I should be doing other things but Paul Krugman mentioned a Bank of England study by Sally Hills, Ryland Thomas and Nicholas Dimsdale with an Excell sheet which contains three centuries of UK interest rates. Which can of course be compared to four centuries of Dutch interest rates (sources here), the UK series has been extended wit three years…

Interest rates

The main take away: differences between the UK and the Netherlands were, except for the years of high inflation in the UK around 1970, limited. No bond vigilantes in normal years, not even when Dutch government finances were in very dire straits, i.e. between 1815 and 1860. Dutch government rates were up to about 1880 significantly higher than in the UK (spread in normal years about 1880 0,8/1.5%) but this is quite small compared with present differences in the -Eurozone. It is also remarkable that household rates (mortgages) after 1780 were not higher than government rates, unlike today. But we do see spikes in years of political upheaval:

1 . 1815. Establishment of the new Dutch-Belgian Kingdom of the Netherlands

2. 1830. Belgian revolt, Kingdom splits into The Netherlands and Belgium

3. 1848. Constitutional crisis (this was a very revolutionary year in Europe)

4. 1920. Height of WW I induced inflation, after 1920 prices however fall from a cliff

5. 1974. Height of first oil crisis

6. 1980. Volcker interest shock (which forced the Netherlands to increase interest rates, despite much lower levels of inflation than in the USA’

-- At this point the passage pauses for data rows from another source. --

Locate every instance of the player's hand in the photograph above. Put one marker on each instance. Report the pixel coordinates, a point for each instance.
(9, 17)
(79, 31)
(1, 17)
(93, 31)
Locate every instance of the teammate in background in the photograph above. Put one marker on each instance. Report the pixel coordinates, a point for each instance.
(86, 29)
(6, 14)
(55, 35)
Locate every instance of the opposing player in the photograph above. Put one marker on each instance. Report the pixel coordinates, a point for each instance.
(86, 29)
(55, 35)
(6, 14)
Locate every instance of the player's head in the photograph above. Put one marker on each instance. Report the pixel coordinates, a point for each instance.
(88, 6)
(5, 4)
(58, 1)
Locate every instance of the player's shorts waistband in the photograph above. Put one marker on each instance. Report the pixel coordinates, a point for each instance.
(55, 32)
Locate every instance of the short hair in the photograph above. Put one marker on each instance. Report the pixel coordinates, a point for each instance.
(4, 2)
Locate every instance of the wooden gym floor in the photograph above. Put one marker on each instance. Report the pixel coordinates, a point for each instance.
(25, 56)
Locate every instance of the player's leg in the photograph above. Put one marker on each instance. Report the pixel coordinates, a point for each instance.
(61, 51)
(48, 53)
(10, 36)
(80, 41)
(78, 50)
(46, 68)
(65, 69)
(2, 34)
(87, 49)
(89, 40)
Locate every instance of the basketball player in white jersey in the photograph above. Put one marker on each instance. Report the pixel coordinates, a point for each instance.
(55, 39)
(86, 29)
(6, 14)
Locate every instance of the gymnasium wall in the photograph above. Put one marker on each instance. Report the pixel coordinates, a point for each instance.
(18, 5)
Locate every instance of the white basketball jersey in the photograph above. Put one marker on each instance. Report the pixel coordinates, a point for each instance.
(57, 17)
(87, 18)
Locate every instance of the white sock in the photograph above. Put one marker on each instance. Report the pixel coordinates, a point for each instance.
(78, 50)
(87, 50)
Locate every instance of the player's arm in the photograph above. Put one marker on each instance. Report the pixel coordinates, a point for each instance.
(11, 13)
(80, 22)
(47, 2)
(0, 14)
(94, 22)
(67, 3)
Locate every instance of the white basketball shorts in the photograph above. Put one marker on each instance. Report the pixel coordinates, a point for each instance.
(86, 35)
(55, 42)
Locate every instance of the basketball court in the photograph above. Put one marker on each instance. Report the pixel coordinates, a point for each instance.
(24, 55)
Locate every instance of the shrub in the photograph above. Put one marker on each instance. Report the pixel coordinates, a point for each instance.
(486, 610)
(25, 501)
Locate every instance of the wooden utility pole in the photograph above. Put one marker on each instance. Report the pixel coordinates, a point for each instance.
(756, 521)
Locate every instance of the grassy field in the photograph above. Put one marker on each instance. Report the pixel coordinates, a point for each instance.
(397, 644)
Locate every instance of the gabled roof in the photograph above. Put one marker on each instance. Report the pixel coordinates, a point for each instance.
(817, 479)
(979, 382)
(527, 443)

7. 1990, Reunification of Germany (which led to higher interest rates in the Netherlands)

 

 

  1. William Neil
    October 29, 2013 at 12:36 am

    Well, thanks very much for this. When I was researching my long essay, “Debt, Deficits and Balanced Budget Bull,” in 2010, and we were all waiting with Niall Ferguson for the ride of the bond vigilantes, I came across a paper by a West Coast economist who studied interest rates on British government bonds when their national debt was at its 19th Century height – a supposedly catastrophic level, at least by current vigilante standards, somewhere in the neighborhood of 200- 230% of GDP, with due caution given by the author to compiling these statistics from those early 19th century years. He maintained there was no crowding out, interest rates did not take off and Great Britain went on – think about those years, to fund the heyday of its industrial revolution; or at least its private entrepreneurs were able to round up the capital to built those satanic mills. And these peak debt years were 1815-1840 or so, the debt having been run up by the nearly constant warfare, the Napoleonic Wars from the 1790’s until Waterloo in 1815.

    Anyone else want to wade into those years and the conclusions; this was little before current efforts to debunk Rogoff and Reinhart. I had reached my own conclusions after reading James Galbraith’s book “The Predator State” and its Chapter entitled “The Impossible Dream of Budget Balance.